Despite this being in the codebase I still have no idea what python’s ast stuff is or does - I just let the agent rip, ensured it did TDD and reviewed it all to make sure the tests & code looked reasonable. I didn’t write this code and don’t want to. But I’ve watched it catch hundreds of dumb AI-isms, and watched the agent go “okay” and fix them ;) it’s been paying for itself over and over for months :)

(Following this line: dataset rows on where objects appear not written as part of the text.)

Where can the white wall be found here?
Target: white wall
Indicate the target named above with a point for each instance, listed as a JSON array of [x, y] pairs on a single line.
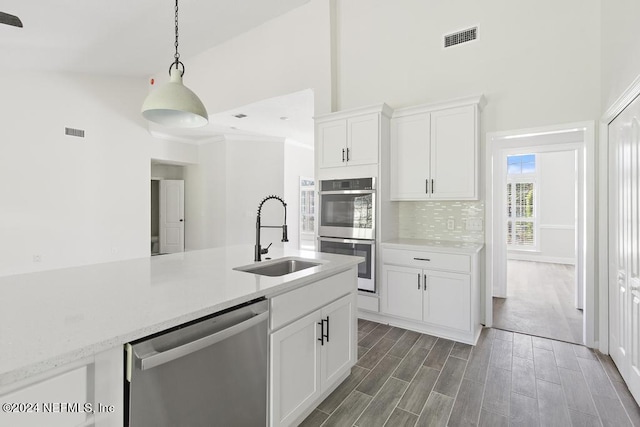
[[620, 47], [285, 55], [556, 209], [69, 200], [298, 162], [537, 63], [167, 171], [232, 177]]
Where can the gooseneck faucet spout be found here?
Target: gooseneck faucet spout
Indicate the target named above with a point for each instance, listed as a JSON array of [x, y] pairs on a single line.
[[258, 249]]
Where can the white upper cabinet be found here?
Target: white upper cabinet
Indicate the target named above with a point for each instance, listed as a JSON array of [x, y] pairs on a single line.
[[434, 152], [454, 153], [363, 136], [410, 166], [350, 138], [332, 137]]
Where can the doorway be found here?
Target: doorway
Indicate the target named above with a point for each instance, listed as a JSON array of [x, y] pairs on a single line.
[[167, 234], [529, 229], [624, 243], [542, 294]]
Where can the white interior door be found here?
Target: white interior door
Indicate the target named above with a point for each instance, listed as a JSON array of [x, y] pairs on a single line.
[[171, 216], [624, 252]]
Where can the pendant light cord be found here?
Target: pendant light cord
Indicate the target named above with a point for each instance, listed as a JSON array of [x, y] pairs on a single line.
[[177, 55]]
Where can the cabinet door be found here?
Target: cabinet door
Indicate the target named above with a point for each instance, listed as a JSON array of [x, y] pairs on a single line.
[[454, 153], [409, 156], [338, 351], [295, 369], [363, 139], [447, 300], [332, 140], [403, 290]]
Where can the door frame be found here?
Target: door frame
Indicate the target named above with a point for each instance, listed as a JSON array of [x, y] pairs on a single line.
[[500, 142], [623, 101]]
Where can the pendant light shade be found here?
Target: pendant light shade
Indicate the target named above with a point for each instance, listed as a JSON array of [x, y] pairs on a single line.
[[175, 105]]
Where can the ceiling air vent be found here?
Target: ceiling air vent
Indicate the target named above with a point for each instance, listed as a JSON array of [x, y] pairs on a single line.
[[74, 132], [461, 37]]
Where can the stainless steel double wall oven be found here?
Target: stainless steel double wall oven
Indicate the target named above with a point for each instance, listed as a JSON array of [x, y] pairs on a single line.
[[347, 223]]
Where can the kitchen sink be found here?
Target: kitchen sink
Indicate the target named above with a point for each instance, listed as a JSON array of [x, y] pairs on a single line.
[[279, 267]]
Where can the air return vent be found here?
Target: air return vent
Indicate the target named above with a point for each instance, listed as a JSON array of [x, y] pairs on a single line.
[[74, 132], [459, 37]]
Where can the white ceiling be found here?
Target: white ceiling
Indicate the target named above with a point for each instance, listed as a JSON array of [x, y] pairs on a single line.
[[289, 116], [125, 37], [136, 38]]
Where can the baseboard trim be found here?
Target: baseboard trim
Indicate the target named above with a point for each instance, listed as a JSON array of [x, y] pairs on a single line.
[[548, 259]]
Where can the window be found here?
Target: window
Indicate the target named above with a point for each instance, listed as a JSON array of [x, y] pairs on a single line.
[[307, 213], [521, 202]]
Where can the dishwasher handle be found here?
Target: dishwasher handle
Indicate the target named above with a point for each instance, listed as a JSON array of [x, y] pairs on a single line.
[[160, 358]]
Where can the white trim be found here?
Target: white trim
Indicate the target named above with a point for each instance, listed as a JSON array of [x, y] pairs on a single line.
[[383, 109], [623, 101], [557, 226], [501, 142], [520, 256], [478, 100]]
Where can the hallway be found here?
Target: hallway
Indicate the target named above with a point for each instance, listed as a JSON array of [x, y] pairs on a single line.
[[540, 301], [404, 378]]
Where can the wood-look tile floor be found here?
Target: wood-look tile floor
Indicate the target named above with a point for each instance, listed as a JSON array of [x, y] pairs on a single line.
[[540, 301], [404, 378]]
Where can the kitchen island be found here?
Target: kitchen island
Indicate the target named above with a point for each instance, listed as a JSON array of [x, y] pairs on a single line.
[[54, 321]]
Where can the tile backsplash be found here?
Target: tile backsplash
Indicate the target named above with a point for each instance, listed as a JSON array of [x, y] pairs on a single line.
[[428, 220]]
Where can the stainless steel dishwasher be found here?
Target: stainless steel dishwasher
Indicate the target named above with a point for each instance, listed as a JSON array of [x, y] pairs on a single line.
[[212, 372]]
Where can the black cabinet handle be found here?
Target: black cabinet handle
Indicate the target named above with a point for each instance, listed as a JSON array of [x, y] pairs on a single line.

"TDD" isn't some magic trick. The tests codify the expected behavior. But if you don't review them for correctness, if you let the LLM build them blindly, then you have no idea what those tests assert and can make no claims about whether the code then does what you expect.
That's fine. That's your choice.
But you have to acknowledge you've chosen to accept that you personally cannot vouch for the quality or correctness of that code.
I fully expect this to be the direction the industry goes, where increasingly complex systems exist that no human actually understands or can reason about.
I think it's bad for the industry. Very bad.
But I'm not making those decisions, so... it is what it is, I guess.
I design everything with plan mode and review every line. Nothing happens to my codebase that I don’t decide should happen. With my way of working, tech debt doesn’t exist because I never have to create it.
You’ve made a bunch of assumptions you’re not conscious of. And now you’re blaming me for that.
Open your mind, you never know what you might (un)learn.
The thesis of the post is (paraphrasing): "if an AI wrote it, and I don't immediately grok it or if the code quality is low, I throw it away, even if on the surface it seems to work, because simply 'working' isn't enough to say a piece of code is acceptable."
I'd add as a corollary "and therefore I would never want to be accountable for that code."
If you're reviewing every line then it sounds like you have no argument with the writer and I don't understand what your point is.
Your very first paragraph says:
> If you reject AI code that works then your mindset is still too hands on. Put another way - you still have some loops to work on taking yourself out of.
But if you do indeed "review every line" then you seem pretty damn in the loop yourself and I don't understand what you think taking oneself out of the loop is.